The point of the matter is that everything you do financially has everything to do with your finances. That’s why we like to occasionally talk about job interviews and the other little things that might affect your work life. One such topic of general discussion is job interview follow-up. You have to do it; you cannot ignore a follow-up when you apply for a new job.

A girlfriend of mine recently applied for a new job with a new company that she’s been eyeing for a while on the path to success in her career field. When she went for her interview, she was bubbling over with excitement about how well it went, and how optimistic she is that the job is hers. When I asked her if she’d followed up at that point, she asked what the point was. She really did not think that it would make much of a difference in the grand scheme of life, but it really does. You have to follow up after an interview if you want to make a good impression, and there are some rules to live by.  

Two Days Post Interview

This is when you send in a written thank you letter. It can be an email, a handwritten note or whatever; you just have to do this within two days of your interview. Don’t mail the notes, though; drop them off yourself to eliminate the risk that they are lost in the mail or simply never arrive in a timely fashion. Your job is worth every little second it takes to thank those who took the time out of their day to interview you for the position you’ve been eyeing.

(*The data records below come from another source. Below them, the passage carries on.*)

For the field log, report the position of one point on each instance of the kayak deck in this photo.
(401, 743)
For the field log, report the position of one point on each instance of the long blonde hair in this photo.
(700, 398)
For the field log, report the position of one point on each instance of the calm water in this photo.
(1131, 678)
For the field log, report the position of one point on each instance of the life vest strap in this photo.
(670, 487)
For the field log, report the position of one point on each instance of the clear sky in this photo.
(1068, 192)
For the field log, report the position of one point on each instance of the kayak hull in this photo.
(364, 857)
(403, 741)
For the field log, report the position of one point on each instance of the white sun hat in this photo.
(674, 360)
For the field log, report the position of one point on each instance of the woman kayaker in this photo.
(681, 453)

One to Two Weeks Post Interview

Now that it’s been a week or two following the interview, follow-up with the person with whom you met to see if the position has been filled and to remind them that you are very interested in the job. The only reason you should not call to do this is if they said they’d need more time to make a decision in the interview. If the person intervening you specifies a time when they are making their final decision, don’t call and ask about it prior to that date. That’s not the time to follow-up. However, you can call once they’ve allowed the time line to pass.

If no one calls you back after this, it’s time to move on. However, your enthusiasm and your eagerness for the job might just spark a fire that leads to your hire. The person who puts forth the sincerest effort, after all, is usually the one that stands out the most when it comes to potential job hires.

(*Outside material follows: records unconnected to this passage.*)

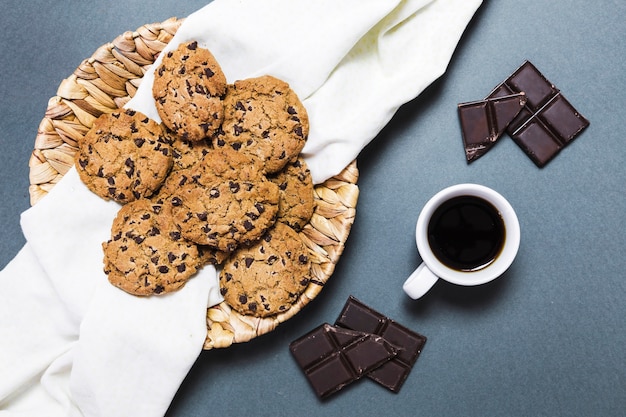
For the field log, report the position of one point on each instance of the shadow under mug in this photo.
(432, 268)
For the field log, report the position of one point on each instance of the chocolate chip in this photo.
(234, 187)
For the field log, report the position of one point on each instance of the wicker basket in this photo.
(106, 81)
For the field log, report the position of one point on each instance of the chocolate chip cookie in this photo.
(227, 213)
(145, 256)
(268, 277)
(296, 194)
(124, 156)
(188, 89)
(264, 117)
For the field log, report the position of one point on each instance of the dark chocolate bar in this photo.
(333, 357)
(483, 122)
(409, 344)
(548, 121)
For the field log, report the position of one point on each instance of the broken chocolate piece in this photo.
(548, 121)
(333, 357)
(483, 122)
(409, 344)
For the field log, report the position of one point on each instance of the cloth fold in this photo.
(73, 345)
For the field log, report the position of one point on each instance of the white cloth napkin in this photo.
(74, 345)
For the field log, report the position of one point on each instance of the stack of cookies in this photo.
(219, 181)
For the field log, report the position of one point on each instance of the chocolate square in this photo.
(409, 344)
(548, 122)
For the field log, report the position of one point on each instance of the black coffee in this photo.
(466, 233)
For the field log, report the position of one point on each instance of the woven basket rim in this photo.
(105, 82)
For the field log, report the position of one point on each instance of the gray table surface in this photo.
(548, 338)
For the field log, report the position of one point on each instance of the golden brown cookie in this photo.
(264, 117)
(124, 156)
(188, 89)
(296, 194)
(225, 214)
(187, 153)
(145, 256)
(268, 277)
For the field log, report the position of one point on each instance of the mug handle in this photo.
(419, 282)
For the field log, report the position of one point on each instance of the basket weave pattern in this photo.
(104, 83)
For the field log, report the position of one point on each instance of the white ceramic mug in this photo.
(432, 268)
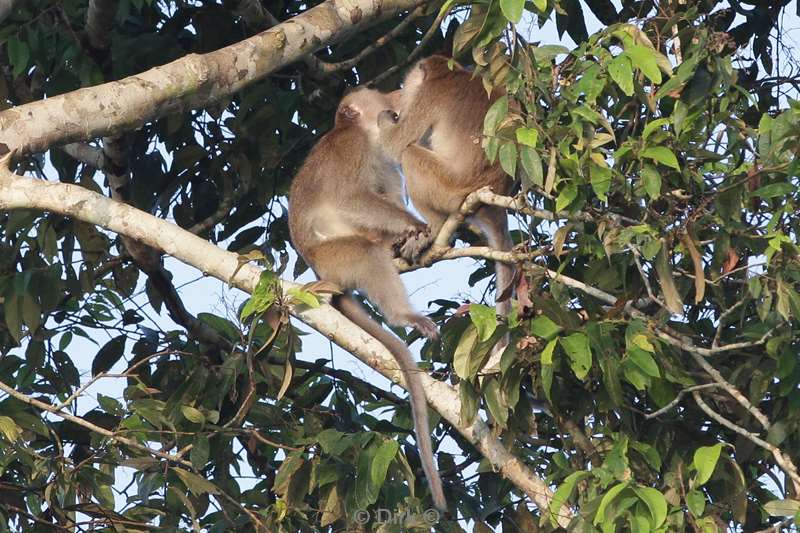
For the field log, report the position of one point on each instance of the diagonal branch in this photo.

Pick only one person, though; do not call everyone you met at the company when you went through your interview. Just pick the one person that you feel is the most important with whom to speak and reach out to that person. Otherwise, you’re going to seem desperate and unprofessional.

An Important Lesson for All

Now that you know you’re following up after that next job interview, remember one thing. Do not sound impatient when you follow up. You want to sound interested, but you do not want to sound annoyed or irritated or impatient in any way about the job. Inquire about the position and do so in a manner that conveys you are excited about it, but not one that conveys you are annoyed that they have not yet made a decision.

Following up doesn’t seem like a big deal, but it is sometimes the key to being hired. When a company has several good candidates for a position from which to choose, it’s often the above and beyond personal details that ends up getting a person hired. If you and someone else have the same work experience, history and education, it could be the person who makes the most effort that ends up taking the job. Don’t let something as small as a follow-up be the reason you don’t get the career you want.